You can manually copy out your id_rsa.pub to remote servers using scp or even ssh and copy and paste however ssh provides a nice utility called ssh-copy-id which automatically copys and sets ownership and permissions correctly for your ssh key. I will talk about this further down after setting up our passphrases.

So your ssh key is associated with a passphrase so that everytime you try to ssh using your keys it will prompt you for your passphrase. This almost makes the whole ssh-key useless since you wanted an automated method of sshing to a server without being prompted. this is where ssh-agent and ssh-add comes into play. I use bash for my shell and I’ve added the following to my .bash_profile so that ssh-agent runs when I log in

if [ -z "$SSH_AUTH_SOCK" -a -x "$SSHAGENT" ]; then
trap "kill $SSH_AGENT_PID" 0

This will run your ssh-agent everytime you log into your management server. Once logged in you will want to add your passphrase so that it will be “cached” so that you wouldn’t be prompted for your passphrase everytime you try to ssh to a remote server. To do this you will use the ssh-add command

$ ssh-add
Enter passphrase for /home/user/.ssh/id_rsa: ((your passphrase))
Identity added: /home/user/.ssh/id_rsa

now when you ssh to your remote servers you will not be prompted for your passphrase for the duration of your current session.

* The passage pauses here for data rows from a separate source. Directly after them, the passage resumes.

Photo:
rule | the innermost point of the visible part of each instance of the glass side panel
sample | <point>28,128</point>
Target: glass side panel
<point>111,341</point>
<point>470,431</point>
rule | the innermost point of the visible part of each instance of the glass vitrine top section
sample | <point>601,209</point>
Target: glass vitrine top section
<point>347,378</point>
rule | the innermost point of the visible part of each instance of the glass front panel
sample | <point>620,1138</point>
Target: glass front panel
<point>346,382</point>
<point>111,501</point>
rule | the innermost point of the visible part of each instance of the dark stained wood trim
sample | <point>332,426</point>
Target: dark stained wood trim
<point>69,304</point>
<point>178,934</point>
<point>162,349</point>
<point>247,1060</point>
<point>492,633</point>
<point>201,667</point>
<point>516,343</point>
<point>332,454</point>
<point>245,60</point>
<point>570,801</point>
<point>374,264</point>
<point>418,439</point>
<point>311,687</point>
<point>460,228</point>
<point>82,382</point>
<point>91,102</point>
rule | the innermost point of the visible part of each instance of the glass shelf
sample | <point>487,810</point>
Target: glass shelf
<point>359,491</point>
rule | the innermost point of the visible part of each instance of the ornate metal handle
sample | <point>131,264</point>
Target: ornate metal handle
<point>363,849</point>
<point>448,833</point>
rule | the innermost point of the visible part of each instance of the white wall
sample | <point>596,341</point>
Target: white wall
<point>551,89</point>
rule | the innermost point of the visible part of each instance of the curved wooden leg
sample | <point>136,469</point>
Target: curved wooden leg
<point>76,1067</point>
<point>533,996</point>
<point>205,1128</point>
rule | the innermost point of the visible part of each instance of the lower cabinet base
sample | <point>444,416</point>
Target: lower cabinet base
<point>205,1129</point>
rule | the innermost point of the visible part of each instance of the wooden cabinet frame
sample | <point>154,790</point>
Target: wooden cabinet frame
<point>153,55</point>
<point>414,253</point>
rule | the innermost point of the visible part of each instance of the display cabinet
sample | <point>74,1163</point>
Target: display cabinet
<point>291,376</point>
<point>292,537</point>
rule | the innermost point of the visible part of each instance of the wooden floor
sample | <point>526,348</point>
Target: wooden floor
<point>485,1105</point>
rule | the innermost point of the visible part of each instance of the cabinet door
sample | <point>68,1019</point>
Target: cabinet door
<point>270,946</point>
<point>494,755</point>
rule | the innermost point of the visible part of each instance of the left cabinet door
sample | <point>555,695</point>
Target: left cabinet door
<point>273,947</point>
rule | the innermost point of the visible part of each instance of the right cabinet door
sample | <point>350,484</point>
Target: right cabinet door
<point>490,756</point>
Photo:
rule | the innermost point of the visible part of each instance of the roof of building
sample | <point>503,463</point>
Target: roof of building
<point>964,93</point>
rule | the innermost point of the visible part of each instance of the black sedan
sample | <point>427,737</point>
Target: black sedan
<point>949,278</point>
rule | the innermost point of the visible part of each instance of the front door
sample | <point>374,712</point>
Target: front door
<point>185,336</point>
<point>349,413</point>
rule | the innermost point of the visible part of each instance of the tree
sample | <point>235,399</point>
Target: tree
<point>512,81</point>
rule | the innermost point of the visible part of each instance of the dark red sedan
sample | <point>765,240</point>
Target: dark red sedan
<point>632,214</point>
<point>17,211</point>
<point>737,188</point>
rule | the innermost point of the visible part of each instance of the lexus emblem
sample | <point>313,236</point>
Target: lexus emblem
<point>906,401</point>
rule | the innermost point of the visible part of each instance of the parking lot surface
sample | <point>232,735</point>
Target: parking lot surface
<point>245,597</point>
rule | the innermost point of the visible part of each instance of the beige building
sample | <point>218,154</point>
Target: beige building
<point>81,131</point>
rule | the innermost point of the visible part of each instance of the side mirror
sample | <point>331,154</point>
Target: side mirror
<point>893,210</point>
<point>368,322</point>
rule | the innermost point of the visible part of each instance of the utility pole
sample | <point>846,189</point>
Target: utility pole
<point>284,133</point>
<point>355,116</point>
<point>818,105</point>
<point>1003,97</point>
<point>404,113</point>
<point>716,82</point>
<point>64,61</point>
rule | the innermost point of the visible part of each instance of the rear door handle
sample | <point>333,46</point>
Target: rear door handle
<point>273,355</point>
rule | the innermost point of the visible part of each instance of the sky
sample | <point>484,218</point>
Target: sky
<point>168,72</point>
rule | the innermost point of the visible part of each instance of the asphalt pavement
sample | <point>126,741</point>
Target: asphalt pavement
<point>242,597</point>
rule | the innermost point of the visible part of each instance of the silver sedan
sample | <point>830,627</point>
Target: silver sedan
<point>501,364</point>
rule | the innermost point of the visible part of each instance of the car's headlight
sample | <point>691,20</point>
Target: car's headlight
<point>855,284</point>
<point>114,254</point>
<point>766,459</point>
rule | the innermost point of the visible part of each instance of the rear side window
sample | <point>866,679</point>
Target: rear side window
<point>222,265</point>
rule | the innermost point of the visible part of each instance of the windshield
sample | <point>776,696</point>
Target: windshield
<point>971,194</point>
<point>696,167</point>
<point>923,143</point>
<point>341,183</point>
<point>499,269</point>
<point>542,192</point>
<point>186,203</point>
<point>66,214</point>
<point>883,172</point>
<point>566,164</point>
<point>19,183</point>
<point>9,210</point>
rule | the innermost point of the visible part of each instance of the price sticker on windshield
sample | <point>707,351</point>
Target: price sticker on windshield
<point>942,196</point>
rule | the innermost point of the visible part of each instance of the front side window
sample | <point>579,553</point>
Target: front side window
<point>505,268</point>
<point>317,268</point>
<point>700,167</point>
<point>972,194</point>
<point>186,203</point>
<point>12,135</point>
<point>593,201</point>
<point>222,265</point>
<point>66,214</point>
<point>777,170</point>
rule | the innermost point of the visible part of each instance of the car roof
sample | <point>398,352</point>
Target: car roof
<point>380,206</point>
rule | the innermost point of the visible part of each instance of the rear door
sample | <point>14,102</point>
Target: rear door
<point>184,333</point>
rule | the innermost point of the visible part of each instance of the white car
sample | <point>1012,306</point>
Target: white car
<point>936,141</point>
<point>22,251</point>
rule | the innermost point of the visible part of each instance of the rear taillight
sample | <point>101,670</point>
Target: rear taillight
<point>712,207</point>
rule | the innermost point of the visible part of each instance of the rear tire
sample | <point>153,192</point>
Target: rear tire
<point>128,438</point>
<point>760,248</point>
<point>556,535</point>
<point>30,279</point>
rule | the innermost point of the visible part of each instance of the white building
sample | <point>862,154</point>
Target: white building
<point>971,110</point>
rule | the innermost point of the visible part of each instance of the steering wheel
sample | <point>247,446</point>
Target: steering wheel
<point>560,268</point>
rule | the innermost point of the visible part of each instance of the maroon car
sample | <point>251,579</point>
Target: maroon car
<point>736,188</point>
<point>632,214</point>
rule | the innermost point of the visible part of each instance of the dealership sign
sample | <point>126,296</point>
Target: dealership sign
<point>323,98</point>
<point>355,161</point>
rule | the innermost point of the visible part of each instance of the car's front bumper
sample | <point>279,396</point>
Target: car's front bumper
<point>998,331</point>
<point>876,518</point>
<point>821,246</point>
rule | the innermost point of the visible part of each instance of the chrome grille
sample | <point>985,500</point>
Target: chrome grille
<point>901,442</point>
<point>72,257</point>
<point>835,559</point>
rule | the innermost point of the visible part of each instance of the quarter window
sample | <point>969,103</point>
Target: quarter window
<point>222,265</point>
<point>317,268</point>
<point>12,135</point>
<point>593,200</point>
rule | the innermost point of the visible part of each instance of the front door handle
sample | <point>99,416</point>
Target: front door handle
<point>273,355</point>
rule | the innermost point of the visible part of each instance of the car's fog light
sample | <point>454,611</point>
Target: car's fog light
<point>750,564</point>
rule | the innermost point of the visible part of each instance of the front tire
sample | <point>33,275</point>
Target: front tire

So far we’ve created our ssh keys and setup our ssh-agent and added a way not to be prompted for our passphrases everytime we use ssh. Now to copy over our keys.
You can easily scp or ssh and copy and pasting your keys to remote servers but why not use a tool that came with ssh ? its called ssh-copy-id and we can copy over our keys as :

ssh-copy-id -i ~/.ssh/id_rsa.pub user@remotehost

I usually have a long list of servers that I want to export my keys so I have a text file of the servers and run it against a loop with the ssh-copy-id command to send it out to all of the remote hosts. During the ssh-copy-id you will be prompted for your password since the key is not out there yet however once ssh-copy-id is complete it will copy your id_rsa.pub as authorized_keys and setup correct ownership and permissions. If your copying your keys to another user id on the remote host it will not only copy it but append to it so that it wouldn’t overwrite others keys.